Eternamente jovem
Na trama, Samantha (Elizabeth Moss, de O Conto da Aia) é uma atriz cuja carreira está estagnada. Ela constantemente perde papéis para atrizes mais jovens e não sabe como seguir em frente. As coisas mudam quando ela conhece Zoe (Kate Hudson), dona de um império de cosméticos e que oferece a Samantha um novo tratamento que promete rejuvenescê-la. Inicialmente as coisas dão certo, mas logo a atriz começa a experimentar efeitos colaterais severos e passa a desconfiar que Zoe tem algo a esconder.
A primeira coisa que incomoda é como a transformação de Samantha praticamente inexiste. Apesar da narrativa nos dizer que ela melhorou a aparência e todos passaram a vê-la com outros olhos a aparência de Moss é praticamente a mesma depois do tratamento, a única mudança é a ausência das erupções fruto dos problemas de pele da protagonista. É difícil comprar a ideia que esse é um tratamento transformador, quando não há transformação.
A tentativa de comentar sobre padrões estéticos e como a indústria do entretenimento trata as mulheres não vai além da constatação óbvia de que mulheres são objetificadas e a mídia impõe padrões de beleza impossíveis de alcançar. O filme transita entre o horror e o camp, não muito diferente do que A Substância fez. Se no filme de Fargeat esses momentos de camp e de comédia serviam para mostrar a cretinice e vulgaridade de Hollywood, aqui as tentativas de humor muitas vezes descambam para um constrangimento que opera mais em revelar a precariedade da produção e do texto do que em comentar algo sobre o nosso mundo. Segmentos como o de Samantha presa em um carro dirigido por IA são mais constrangedores do que engraçados.
Transformação crustácea
De maneira semelhante, as tentativas de body horror nunca tem impacto algum, se limitando a perebas na pele de Samantha ou sequências em que ele vomita. Falta criatividade para o grotesco e coisas mais explícitas nos corpos dos personagens.

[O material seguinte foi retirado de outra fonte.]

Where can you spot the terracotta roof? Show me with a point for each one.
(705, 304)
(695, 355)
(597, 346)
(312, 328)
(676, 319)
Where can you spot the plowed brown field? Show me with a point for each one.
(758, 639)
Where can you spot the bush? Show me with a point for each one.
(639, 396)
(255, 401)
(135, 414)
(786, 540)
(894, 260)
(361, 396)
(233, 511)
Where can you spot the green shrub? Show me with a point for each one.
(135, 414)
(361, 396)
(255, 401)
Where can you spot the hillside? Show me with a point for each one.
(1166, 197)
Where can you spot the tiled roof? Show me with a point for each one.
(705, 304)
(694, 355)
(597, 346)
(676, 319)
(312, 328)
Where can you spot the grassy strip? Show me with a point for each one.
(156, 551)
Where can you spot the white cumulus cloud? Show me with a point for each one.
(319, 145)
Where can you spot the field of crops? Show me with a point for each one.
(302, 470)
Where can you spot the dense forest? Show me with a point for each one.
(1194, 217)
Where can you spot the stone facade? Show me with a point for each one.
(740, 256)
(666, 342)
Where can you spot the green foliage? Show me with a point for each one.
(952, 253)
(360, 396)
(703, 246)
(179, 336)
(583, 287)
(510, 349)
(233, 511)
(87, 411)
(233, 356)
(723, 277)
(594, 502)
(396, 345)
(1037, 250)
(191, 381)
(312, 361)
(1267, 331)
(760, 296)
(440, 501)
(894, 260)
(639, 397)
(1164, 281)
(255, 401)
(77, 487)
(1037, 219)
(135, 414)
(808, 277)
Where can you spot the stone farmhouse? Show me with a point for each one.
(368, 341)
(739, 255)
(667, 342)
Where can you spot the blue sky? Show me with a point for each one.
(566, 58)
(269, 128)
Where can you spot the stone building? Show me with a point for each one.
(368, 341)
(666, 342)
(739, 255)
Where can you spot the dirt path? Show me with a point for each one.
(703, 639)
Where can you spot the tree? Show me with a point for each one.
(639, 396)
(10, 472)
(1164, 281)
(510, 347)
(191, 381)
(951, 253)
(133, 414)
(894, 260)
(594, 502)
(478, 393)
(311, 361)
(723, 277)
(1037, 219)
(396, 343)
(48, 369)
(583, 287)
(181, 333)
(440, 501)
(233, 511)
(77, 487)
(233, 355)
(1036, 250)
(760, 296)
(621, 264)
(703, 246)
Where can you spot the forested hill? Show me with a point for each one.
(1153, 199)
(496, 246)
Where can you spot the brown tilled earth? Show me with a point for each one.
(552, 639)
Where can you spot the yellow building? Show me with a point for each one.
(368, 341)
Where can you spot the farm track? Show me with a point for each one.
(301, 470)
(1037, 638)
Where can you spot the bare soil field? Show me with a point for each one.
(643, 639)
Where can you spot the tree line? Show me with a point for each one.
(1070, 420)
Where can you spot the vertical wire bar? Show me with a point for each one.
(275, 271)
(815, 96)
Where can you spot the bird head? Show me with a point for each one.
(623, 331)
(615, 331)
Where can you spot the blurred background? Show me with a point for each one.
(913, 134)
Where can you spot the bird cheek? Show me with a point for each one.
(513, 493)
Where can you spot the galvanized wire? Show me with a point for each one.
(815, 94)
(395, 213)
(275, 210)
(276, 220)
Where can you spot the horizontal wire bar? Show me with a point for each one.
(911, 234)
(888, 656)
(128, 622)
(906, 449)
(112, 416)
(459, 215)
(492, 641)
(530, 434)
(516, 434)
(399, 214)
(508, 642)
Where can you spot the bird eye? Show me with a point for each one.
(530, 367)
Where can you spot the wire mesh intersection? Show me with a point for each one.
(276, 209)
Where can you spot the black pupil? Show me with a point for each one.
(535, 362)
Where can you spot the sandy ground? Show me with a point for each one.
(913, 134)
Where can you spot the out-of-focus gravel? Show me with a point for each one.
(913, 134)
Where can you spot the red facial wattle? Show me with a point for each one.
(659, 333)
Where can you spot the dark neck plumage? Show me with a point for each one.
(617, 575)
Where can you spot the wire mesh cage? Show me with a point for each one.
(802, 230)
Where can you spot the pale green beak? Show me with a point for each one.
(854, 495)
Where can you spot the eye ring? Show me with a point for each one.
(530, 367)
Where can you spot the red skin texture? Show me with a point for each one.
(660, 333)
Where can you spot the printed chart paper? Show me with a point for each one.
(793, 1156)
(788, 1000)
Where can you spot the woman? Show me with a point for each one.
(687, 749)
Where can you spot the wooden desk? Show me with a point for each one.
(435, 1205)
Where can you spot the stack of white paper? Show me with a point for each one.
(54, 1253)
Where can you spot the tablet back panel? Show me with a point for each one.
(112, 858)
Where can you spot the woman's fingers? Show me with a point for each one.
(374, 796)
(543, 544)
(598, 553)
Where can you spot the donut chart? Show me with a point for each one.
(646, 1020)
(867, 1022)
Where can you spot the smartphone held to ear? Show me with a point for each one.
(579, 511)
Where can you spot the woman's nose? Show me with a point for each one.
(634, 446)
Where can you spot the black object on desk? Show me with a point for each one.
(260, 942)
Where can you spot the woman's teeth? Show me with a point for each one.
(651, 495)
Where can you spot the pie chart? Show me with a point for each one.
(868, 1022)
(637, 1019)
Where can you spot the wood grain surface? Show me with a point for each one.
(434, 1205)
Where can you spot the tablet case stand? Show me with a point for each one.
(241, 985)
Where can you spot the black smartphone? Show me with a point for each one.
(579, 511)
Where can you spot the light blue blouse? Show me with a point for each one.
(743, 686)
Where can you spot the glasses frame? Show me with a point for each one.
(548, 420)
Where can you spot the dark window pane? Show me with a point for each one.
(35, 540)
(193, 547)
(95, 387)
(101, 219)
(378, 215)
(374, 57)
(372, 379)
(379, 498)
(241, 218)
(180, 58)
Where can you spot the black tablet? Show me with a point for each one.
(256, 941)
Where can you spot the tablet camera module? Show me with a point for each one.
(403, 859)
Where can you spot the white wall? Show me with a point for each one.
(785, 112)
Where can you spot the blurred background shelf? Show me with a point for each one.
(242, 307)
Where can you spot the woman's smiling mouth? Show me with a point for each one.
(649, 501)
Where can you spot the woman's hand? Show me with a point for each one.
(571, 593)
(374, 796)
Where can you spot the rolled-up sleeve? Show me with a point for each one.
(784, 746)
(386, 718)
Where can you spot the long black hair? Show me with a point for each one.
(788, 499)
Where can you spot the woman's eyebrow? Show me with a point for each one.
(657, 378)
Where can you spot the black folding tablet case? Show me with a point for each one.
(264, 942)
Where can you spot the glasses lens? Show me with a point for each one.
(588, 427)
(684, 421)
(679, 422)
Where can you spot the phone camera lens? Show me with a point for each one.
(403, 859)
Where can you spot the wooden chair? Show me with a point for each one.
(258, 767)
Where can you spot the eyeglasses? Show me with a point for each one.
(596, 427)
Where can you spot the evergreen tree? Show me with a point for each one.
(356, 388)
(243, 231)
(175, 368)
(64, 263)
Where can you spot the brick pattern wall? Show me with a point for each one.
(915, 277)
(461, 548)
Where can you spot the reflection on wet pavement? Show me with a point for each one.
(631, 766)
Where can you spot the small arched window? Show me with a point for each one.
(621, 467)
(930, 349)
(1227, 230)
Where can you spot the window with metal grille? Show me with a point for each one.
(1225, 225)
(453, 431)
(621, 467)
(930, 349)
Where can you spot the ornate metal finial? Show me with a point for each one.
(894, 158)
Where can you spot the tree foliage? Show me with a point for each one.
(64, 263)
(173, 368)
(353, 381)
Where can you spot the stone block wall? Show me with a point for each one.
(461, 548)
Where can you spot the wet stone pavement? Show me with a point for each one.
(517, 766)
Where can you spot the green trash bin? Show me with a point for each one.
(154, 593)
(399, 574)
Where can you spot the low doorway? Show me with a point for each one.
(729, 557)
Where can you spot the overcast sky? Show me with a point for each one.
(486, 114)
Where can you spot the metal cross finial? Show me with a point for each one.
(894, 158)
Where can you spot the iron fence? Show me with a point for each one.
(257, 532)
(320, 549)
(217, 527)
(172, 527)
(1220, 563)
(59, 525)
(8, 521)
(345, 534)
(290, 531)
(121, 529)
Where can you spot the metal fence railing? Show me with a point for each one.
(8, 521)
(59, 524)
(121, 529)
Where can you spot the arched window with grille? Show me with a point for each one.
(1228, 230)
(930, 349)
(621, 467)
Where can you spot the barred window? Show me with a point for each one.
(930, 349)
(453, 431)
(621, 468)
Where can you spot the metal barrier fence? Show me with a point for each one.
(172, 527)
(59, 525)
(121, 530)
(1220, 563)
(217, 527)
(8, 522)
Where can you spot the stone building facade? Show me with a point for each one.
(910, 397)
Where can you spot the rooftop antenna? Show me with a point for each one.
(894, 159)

Mesmo quando a garota Chloe (Kaia Garber) aparece transformada em uma espécie de lagosta gigante, a cena é menos A Mosca (1986) e mais algo saído de um terror de baixo orçamento da década de 70 como A Invasão das Rãs (1972) ou A Noite dos Coelhos (1972).
Eu sei que parece algo propositalmente pensado para ser camp, mas, novamente, são elementos que deveriam ao menos divertir pela bizarrice ou exagero e que acabam sendo mais constrangedores do que efetivamente engraçados. Kate Hudson, por outro lado, diverte devorando cenário como uma celebridade dona de uma marca de bem-estar que vende tratamentos milagrosos, agindo como uma Gwyneth Paltrow no mal. O desfecho da vilã, por sinal, é um dos poucos momentos realmente divertidos. Elizabeth Moss, porém, não tem muito o que fazer como Samantha, já que a personagem existe meramente como um veículo para o filme expor suas reflexões sobre etarismo e machismo. O trabalho de Moss também peca por uma composição muito mais série que a tentativa de camp da narrativa.
Mesmo sem a comparação com A Substância, Segredo Obscuro não tem muito a oferecer além de uma reflexão sem
contundência sobre indústria da beleza e um terror corporal sem impacto.